Amazon Makes Some Games Only Available On Prime, But Good Luck Guessing Which Ones

Image courtesy of Zach Egolf

Amazon Prime started out a few years back as a way for power users to save on quick shipping. These days, it sometimes feels instead like Amazon is crawling one inch at a time toward a Costco-style membership-only future behind the Prime gates. The latest goods to move behind the velvet rope? A bunch of big-name video games.

UK-based site Videogamer first noticed the change late last week, when customers alerted them that attempts to purchase Grand Theft Auto V were being met with a message that the game was available to Prime members only. Over the weekend, gaming sites discovered that yes, this applies to the U.S. site too.

For example, searching Amazon this morning for last year’s hit Fallout 4 brings up the following:


Non-Prime customers can still buy games from any third-party Marketplace seller that has them in stock; the Prime-only restriction only applies to products sold and shipped by

The restriction, however, is both wildly unpredictable and also apparently inconsistent. For example, with Fallout 4, only the PC version is Prime-gated: anyone can still buy all of the Xbox and PlayStation console versions.

Meanwhile, both Polygon and Engadget reported over the weekend — with images — that they found the PlayStation 4 version of Grand Theft Auto V Prime-locked… but this morning anyone can buy the PS4 version and instead, XBox copies are restricted:

The PS4 version is not Prime-gated and the XBOne version is, as of 10:00a.m. on April 25, 2016.

The PS4 version is not Prime-gated and the XBOne version is, as of 10:00a.m. on April 25, 2016.

Locking big-name games behind the Prime banner may feel like a big step, but Amazon has clearly been making forays into the $21 billion gaming market for quite some time.

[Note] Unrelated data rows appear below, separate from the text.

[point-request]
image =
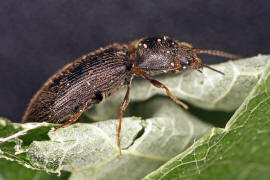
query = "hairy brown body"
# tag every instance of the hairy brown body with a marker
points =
(97, 75)
(91, 79)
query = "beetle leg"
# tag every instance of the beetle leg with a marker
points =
(160, 85)
(74, 119)
(122, 109)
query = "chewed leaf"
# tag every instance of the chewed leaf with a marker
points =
(239, 151)
(90, 150)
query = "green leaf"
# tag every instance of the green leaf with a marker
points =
(163, 130)
(239, 151)
(90, 150)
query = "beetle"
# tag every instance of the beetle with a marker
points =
(94, 77)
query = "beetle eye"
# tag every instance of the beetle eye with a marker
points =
(183, 60)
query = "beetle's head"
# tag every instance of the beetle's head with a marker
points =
(162, 54)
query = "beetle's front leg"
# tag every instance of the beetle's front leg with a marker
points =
(122, 109)
(160, 85)
(75, 118)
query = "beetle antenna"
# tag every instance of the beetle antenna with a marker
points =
(217, 53)
(209, 67)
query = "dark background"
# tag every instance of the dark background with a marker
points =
(39, 37)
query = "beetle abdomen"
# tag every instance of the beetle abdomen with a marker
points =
(91, 79)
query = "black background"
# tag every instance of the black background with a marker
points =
(39, 37)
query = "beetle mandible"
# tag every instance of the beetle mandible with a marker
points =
(95, 76)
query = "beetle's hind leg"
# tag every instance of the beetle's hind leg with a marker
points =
(160, 85)
(122, 109)
(75, 118)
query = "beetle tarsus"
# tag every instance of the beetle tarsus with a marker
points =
(122, 109)
(160, 85)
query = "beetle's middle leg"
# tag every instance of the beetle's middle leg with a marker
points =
(122, 109)
(160, 85)
(75, 118)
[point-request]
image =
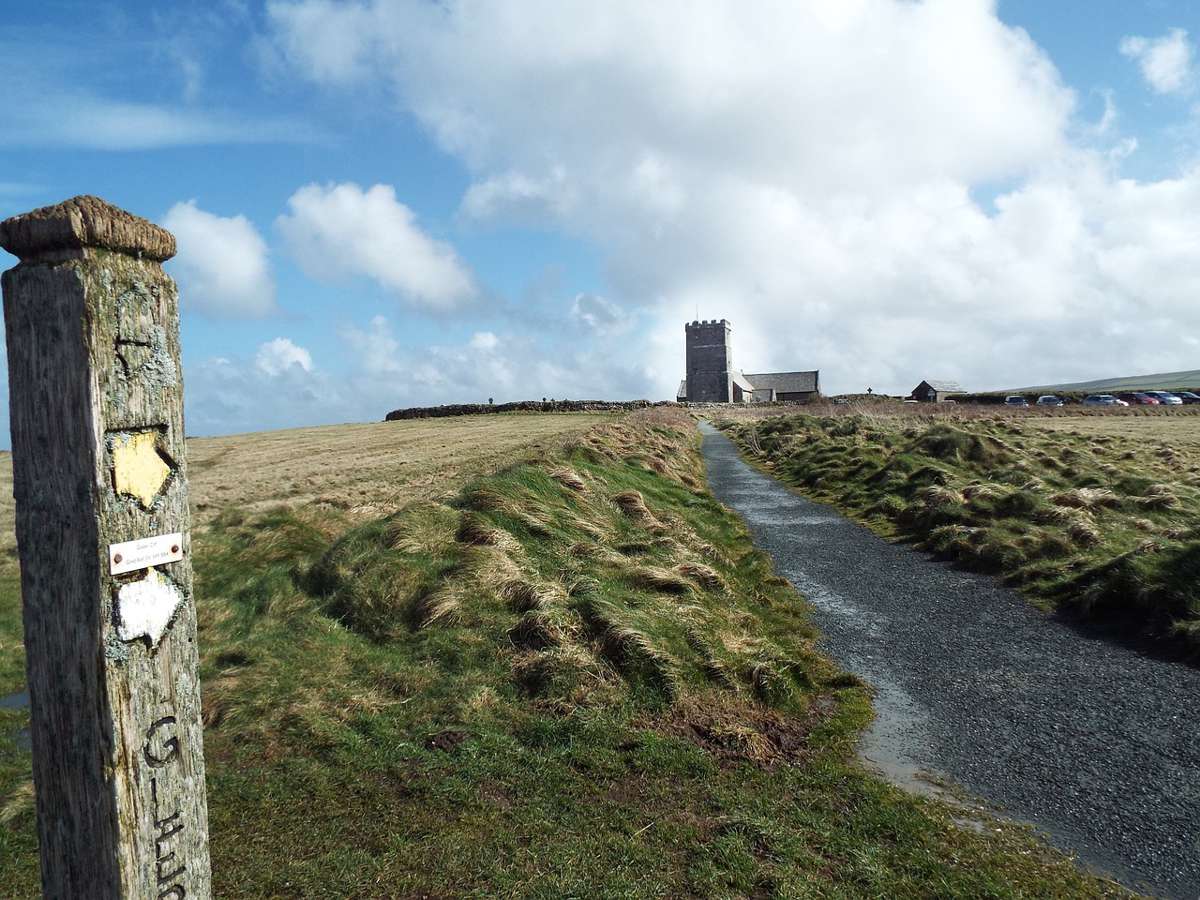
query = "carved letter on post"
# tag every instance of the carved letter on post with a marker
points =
(103, 533)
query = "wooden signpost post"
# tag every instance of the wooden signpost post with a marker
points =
(103, 534)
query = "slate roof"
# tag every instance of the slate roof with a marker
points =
(786, 382)
(741, 381)
(945, 387)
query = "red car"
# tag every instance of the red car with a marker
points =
(1139, 399)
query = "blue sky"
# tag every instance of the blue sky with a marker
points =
(887, 191)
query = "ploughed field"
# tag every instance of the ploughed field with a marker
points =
(573, 675)
(1096, 515)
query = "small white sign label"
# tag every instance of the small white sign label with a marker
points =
(131, 556)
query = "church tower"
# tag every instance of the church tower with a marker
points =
(709, 361)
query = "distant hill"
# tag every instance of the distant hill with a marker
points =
(1164, 382)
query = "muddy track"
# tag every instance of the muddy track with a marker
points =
(1095, 743)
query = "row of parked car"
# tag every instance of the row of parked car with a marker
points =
(1129, 399)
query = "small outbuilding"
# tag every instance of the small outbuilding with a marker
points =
(936, 391)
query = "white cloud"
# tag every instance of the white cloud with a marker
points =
(341, 229)
(1165, 61)
(822, 174)
(222, 263)
(600, 316)
(484, 341)
(277, 357)
(227, 395)
(505, 367)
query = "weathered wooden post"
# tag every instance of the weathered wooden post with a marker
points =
(103, 534)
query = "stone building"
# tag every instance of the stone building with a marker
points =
(935, 391)
(712, 377)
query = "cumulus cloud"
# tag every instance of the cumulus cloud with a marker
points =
(279, 355)
(336, 231)
(279, 388)
(822, 174)
(484, 341)
(1165, 61)
(600, 316)
(222, 263)
(486, 365)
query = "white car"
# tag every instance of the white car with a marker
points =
(1167, 399)
(1103, 400)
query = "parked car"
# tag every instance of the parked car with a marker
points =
(1103, 400)
(1139, 399)
(1167, 399)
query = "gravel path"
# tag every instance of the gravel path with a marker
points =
(1095, 743)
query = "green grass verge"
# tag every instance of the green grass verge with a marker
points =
(579, 679)
(1102, 526)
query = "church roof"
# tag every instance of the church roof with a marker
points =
(945, 387)
(786, 382)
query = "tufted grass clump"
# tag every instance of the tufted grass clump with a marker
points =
(528, 689)
(1050, 511)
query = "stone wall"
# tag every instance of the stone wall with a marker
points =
(525, 406)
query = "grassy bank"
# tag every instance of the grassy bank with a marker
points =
(576, 678)
(1103, 525)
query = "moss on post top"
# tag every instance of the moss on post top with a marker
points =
(84, 222)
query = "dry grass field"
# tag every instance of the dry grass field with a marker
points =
(1095, 514)
(366, 469)
(573, 677)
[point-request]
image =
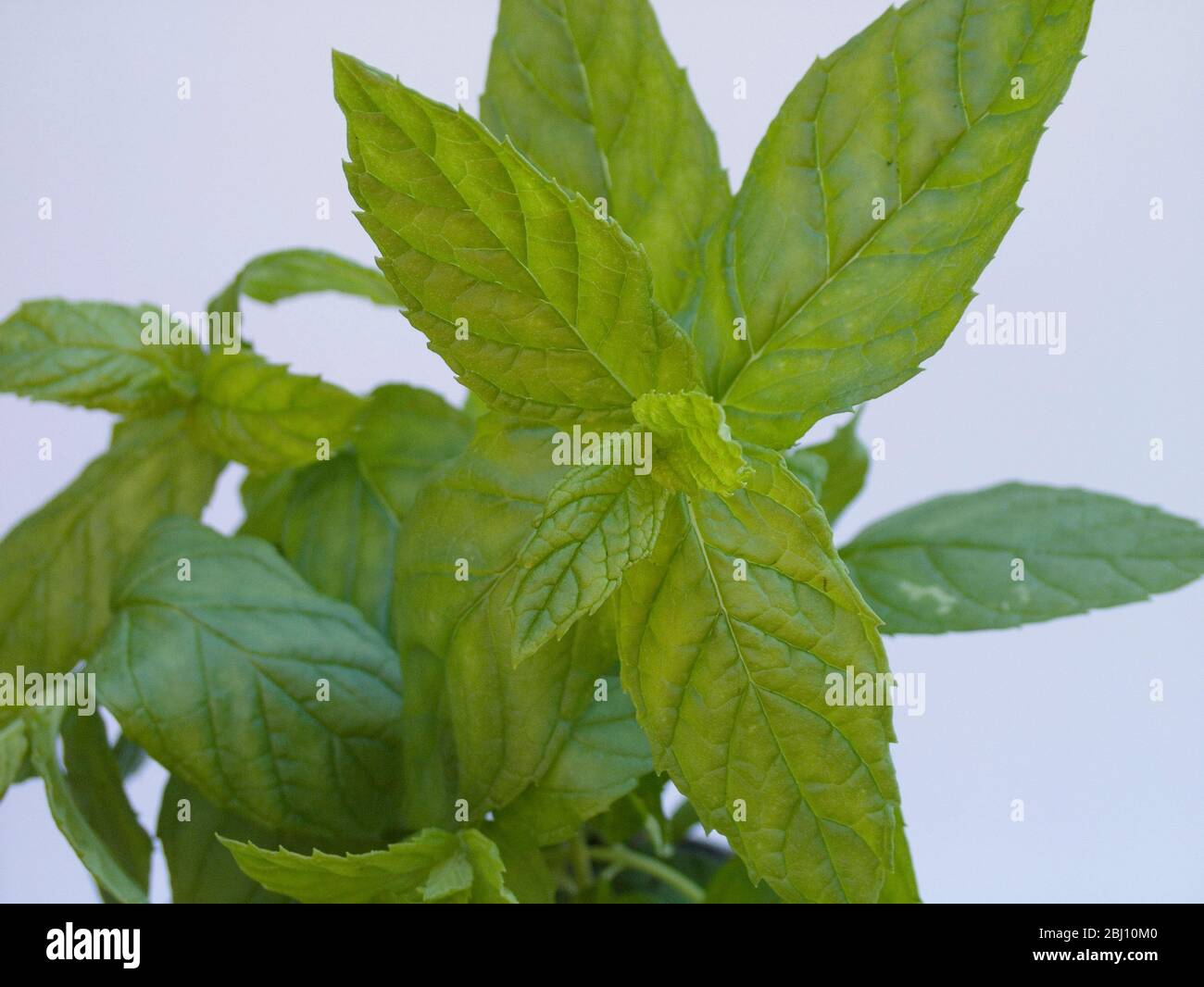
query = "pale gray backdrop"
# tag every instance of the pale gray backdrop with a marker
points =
(157, 199)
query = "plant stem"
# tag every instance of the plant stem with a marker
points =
(579, 857)
(629, 858)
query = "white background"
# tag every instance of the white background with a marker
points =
(157, 199)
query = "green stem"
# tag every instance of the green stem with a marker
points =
(579, 857)
(633, 861)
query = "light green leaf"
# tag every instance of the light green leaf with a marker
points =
(44, 732)
(528, 871)
(285, 273)
(731, 886)
(201, 871)
(276, 702)
(13, 746)
(458, 562)
(874, 201)
(540, 306)
(266, 418)
(430, 867)
(95, 781)
(402, 433)
(602, 759)
(693, 444)
(92, 354)
(901, 887)
(598, 520)
(955, 562)
(337, 520)
(843, 473)
(729, 632)
(336, 532)
(56, 566)
(589, 92)
(809, 469)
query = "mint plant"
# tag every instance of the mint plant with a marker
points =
(456, 654)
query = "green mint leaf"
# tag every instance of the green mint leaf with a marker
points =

Last year it acquired game-streaming juggernaut Twitch for just under a billion dollars. Early this year, Amazon began offering 20% discounts new game pre-orders to Prime members and cheekily launched a free development tool for high-fidelity, 3D, big-budget-style games that just so happens to come pre-integrated with Amazon Web Services and Twitch.

As to the rhyme or reason behind which games are Prime-locked, when, and why, Amazon has not yet specified — although we have asked for comment, and will update if we hear back.

In the meantime, Amazon says in a statement, “Customers who are not Prime members can sign-up for a 30-day free trial of Amazon Prime to benefit from these exclusive prices or they can purchase these items or similar products from third party sellers often fulfilled and shipped by Amazon.” And there’s always the monthly option, we suppose.